Coupe du monde 2026 à Los Angeles: Iran 2-2 Nouvelle‑Zélande sous haute tension
Iran et Nouvelle-Zélande se neutralisent 2-2 à Los Angeles, match marqué par des manifestations et une forte sécurité
Coupe du monde 2026 — Iran et Nouvelle-Zélande font 2-2 à Los Angeles; Just, Rezaeian et Mohebbi marquent, manifestations et sécurité renforcée et protestations.
L’Iran et la Nouvelle-Zélande se sont quittés sur un match nul 2-2 lors d’une rencontre du groupe G disputée au Los Angeles Stadium, dans une atmosphère chargée par des manifestations politiques et des mesures de sécurité renforcées. Elijah Just a inscrit les deux buts de la Nouvelle-Zélande, tandis que Ramin Rezaeian et Mohammad Mohebbi ont répondu pour l’Iran, permettant à chaque sélection de repartir avec un point.

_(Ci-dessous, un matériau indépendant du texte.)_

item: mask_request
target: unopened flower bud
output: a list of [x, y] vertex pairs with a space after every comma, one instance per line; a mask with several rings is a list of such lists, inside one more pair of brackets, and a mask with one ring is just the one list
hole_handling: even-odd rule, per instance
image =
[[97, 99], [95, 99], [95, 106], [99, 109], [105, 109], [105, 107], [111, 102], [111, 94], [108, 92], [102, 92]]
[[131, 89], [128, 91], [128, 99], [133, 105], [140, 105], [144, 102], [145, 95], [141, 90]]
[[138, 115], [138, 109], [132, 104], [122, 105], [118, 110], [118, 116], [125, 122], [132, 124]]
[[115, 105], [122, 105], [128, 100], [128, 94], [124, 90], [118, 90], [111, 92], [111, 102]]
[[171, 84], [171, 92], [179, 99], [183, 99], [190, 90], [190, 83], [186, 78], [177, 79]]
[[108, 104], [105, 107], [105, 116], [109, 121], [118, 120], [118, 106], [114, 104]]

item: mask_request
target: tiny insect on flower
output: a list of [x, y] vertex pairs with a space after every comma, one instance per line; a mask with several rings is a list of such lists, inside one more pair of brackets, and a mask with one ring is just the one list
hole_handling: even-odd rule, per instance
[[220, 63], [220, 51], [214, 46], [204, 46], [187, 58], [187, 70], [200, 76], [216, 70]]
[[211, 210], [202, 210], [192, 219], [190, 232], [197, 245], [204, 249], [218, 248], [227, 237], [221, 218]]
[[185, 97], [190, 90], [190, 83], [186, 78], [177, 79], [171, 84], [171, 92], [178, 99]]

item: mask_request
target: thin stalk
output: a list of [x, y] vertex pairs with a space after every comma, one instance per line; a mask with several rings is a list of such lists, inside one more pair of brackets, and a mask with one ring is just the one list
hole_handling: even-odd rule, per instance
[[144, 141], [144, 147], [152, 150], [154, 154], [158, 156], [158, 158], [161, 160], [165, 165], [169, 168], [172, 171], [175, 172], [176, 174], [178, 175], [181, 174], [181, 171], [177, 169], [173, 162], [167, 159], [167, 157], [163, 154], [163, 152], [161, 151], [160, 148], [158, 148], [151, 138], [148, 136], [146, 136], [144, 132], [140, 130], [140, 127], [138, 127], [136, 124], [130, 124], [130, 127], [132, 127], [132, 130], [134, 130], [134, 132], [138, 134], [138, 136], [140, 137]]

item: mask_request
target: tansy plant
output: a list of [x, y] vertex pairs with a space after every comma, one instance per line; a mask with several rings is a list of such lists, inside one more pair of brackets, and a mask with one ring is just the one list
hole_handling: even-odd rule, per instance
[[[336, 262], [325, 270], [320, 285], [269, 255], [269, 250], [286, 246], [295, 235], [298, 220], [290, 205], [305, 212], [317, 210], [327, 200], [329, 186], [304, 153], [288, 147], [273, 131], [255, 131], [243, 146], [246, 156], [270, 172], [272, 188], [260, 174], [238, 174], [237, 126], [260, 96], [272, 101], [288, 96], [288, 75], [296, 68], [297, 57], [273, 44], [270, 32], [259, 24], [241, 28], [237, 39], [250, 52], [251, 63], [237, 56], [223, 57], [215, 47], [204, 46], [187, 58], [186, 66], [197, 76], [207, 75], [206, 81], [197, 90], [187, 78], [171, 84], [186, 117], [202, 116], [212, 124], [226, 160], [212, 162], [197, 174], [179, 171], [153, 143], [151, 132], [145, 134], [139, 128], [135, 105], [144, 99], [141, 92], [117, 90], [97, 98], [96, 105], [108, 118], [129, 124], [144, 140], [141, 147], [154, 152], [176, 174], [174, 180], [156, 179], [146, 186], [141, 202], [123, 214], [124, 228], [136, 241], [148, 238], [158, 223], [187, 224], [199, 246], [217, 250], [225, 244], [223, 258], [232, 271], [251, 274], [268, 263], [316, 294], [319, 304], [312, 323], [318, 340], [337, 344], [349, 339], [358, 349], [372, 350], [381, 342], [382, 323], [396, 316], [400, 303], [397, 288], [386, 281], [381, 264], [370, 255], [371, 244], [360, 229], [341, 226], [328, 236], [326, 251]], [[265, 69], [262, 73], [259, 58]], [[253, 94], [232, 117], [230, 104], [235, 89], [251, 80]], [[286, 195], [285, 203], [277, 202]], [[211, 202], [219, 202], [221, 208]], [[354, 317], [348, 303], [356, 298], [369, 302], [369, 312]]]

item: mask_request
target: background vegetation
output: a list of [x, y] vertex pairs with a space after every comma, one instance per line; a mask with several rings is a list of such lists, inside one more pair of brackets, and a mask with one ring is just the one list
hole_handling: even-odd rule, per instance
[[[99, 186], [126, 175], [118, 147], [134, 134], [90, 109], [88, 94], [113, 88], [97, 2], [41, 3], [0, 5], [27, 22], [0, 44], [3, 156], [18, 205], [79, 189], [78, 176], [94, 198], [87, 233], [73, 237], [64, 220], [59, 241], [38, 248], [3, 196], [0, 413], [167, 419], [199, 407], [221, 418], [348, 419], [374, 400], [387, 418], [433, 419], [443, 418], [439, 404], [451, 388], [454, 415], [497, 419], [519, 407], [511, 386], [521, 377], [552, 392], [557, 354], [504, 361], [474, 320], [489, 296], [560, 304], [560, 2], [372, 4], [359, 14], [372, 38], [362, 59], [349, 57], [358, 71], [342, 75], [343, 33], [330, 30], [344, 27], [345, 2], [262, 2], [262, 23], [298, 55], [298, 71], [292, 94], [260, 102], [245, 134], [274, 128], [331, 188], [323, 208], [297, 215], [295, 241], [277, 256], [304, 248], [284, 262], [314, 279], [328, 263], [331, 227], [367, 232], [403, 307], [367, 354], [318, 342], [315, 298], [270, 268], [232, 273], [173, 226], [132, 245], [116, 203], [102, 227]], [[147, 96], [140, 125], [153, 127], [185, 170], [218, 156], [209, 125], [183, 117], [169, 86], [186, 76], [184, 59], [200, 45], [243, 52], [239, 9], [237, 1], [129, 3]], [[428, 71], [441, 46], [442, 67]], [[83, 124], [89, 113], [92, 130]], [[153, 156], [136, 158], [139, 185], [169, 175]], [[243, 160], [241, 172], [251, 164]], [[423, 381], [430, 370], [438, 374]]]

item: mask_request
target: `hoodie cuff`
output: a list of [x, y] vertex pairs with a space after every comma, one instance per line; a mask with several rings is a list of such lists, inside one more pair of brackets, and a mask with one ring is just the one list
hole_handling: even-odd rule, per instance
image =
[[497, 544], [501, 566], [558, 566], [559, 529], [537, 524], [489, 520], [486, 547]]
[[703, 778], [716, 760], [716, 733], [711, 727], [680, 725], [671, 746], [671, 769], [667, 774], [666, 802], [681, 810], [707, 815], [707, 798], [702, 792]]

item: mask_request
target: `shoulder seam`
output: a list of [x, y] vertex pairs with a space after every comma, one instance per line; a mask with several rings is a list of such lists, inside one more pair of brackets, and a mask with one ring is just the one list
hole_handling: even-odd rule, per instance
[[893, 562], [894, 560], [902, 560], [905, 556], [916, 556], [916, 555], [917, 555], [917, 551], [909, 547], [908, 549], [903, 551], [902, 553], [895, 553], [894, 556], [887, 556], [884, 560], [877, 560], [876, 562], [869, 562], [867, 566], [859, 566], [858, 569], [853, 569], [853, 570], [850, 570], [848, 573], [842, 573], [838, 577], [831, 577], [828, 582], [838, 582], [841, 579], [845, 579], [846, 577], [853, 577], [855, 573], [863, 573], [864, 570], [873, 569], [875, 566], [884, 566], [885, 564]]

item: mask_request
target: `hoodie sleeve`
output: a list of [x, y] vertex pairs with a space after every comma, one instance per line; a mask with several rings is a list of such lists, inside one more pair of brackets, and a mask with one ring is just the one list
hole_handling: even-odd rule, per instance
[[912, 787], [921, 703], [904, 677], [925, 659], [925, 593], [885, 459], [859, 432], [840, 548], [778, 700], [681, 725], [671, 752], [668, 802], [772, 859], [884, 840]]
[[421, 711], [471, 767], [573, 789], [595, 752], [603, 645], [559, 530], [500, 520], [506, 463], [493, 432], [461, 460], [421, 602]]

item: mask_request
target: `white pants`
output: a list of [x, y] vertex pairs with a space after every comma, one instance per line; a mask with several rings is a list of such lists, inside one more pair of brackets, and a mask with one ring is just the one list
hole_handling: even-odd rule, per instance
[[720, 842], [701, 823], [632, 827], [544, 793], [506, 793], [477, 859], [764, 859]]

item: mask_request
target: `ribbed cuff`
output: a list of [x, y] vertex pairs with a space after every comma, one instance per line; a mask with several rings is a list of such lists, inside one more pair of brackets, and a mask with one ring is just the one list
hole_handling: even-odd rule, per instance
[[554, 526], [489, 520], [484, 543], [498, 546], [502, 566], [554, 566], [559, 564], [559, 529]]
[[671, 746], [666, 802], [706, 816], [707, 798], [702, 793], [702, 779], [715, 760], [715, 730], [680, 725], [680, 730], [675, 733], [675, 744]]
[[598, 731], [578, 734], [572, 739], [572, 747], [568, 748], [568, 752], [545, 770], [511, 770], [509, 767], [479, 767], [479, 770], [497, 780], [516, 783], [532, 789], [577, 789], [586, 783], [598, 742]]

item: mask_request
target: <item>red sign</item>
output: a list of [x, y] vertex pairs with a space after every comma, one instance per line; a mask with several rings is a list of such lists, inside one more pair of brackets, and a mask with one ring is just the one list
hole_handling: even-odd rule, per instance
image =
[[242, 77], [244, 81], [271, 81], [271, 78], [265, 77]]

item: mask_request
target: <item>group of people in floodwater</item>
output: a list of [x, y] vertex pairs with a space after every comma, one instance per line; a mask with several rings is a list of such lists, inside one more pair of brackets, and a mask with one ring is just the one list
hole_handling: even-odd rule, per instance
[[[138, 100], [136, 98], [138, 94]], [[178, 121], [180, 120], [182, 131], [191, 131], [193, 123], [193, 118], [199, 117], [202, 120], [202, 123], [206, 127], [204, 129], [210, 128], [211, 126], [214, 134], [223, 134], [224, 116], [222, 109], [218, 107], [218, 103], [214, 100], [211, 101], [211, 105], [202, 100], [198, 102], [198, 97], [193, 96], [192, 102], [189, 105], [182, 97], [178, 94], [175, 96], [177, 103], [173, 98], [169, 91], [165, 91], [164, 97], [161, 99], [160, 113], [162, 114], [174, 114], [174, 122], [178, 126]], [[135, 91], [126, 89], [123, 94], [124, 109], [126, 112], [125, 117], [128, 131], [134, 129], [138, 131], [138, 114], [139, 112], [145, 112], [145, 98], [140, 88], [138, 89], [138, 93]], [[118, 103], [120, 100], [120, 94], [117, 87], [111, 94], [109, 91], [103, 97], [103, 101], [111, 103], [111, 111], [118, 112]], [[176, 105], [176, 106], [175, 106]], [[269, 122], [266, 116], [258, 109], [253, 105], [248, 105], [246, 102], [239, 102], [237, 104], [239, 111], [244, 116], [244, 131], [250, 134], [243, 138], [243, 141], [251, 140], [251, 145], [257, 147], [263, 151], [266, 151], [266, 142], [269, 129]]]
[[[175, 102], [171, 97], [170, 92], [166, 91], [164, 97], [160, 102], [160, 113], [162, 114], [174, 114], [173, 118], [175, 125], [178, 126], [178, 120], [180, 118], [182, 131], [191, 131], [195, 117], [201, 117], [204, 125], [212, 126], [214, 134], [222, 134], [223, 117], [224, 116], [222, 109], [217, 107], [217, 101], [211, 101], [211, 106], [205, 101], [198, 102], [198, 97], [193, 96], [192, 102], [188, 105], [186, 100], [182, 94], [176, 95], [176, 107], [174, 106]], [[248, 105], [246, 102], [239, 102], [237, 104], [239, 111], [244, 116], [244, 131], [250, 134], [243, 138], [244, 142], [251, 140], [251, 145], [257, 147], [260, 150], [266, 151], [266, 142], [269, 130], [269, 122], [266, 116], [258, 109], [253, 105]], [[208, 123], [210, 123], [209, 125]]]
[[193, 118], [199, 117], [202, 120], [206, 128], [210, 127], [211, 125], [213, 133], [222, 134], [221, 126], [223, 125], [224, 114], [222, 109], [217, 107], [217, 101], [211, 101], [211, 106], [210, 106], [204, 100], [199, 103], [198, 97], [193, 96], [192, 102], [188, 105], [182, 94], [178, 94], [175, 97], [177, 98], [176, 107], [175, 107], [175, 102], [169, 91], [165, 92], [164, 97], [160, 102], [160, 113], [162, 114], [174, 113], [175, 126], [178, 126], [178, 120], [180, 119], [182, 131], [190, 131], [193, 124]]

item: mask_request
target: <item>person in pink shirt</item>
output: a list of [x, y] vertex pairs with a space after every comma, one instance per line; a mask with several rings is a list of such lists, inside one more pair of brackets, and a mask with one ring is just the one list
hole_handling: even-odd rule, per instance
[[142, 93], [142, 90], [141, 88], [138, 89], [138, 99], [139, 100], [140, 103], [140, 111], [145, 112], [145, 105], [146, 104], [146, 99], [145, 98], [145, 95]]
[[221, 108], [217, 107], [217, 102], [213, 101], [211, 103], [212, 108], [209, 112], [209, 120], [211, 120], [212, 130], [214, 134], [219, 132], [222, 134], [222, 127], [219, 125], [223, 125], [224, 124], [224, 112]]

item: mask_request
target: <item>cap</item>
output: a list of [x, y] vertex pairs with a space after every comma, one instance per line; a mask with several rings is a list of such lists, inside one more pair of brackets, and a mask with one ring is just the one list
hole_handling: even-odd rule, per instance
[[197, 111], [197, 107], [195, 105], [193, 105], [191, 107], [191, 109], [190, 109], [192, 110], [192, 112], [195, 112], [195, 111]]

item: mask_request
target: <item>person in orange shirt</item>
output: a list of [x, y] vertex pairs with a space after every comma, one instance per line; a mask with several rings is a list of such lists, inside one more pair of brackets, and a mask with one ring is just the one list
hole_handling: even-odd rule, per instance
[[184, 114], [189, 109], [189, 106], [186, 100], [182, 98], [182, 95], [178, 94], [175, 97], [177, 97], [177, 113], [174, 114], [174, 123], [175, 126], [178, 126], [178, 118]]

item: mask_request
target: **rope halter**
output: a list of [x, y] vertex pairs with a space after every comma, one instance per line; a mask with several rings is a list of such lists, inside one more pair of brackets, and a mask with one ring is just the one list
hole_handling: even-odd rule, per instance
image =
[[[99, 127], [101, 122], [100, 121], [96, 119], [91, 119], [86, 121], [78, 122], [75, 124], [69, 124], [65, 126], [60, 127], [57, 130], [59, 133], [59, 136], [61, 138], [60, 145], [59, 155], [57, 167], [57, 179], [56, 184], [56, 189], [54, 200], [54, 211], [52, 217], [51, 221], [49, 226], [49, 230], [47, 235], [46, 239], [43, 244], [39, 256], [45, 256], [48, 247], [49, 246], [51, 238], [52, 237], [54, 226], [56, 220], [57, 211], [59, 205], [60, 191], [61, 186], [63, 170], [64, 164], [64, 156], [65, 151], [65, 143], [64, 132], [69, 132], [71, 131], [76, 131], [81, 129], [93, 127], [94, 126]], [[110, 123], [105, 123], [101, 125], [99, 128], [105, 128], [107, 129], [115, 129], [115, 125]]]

But décisifs et chronologie des buts
Elijah Just a ouvert le score pour la Nouvelle-Zélande sur une volée concluant une passe de Chris Wood en première période. Ramin Rezaeian a égalisé peu après la demi-heure en profitant d’un tir bloqué et en devançant le gardien adverse. En début de seconde période, Wood a de nouveau trouvé Just, qui a repris de volée pour redonner l’avantage aux All Whites. Mohammad Mohebbi a nivelé le match dix minutes plus tard en reprenant au second poteau un centre précis de Rezaeian, scellant le 2-2 final.
Déroulé tactique et performances individuelles
La Nouvelle-Zélande s’est montrée pragmatique et directe, misant sur les montées de Chris Wood et la mobilité d’Elijah Just. L’Iran, malgré des perturbations en préparation, a su convertir ses occasions grâce à la réactivité de Rezaeian et à la finition de Mohebbi. Les deux équipes ont alterné périodes de domination sans toutefois parvenir à prendre le contrôle exclusif du jeu, et la finition a fait la différence à plusieurs reprises.
Atmosphère au stade et réactions des supporters
Plus de 70 000 spectateurs étaient présents, la majeure partie encourageant l’équipe iranienne avec des chants « Ir-ran ! Ir-ran ! ». Toutefois, la rencontre a été marquée par des scènes de division parmi les supporters d’origine iranienne : certains ont hué l’hymne national et brandi le drapeau du Lion et du Soleil, interdit par les règles de la FIFA, tandis que d’autres ont manifesté leur fierté pour l’équipe. Des célébrations conjointes entre supporters critiques du gouvernement iranien et fans néo-zélandais ont également été observées.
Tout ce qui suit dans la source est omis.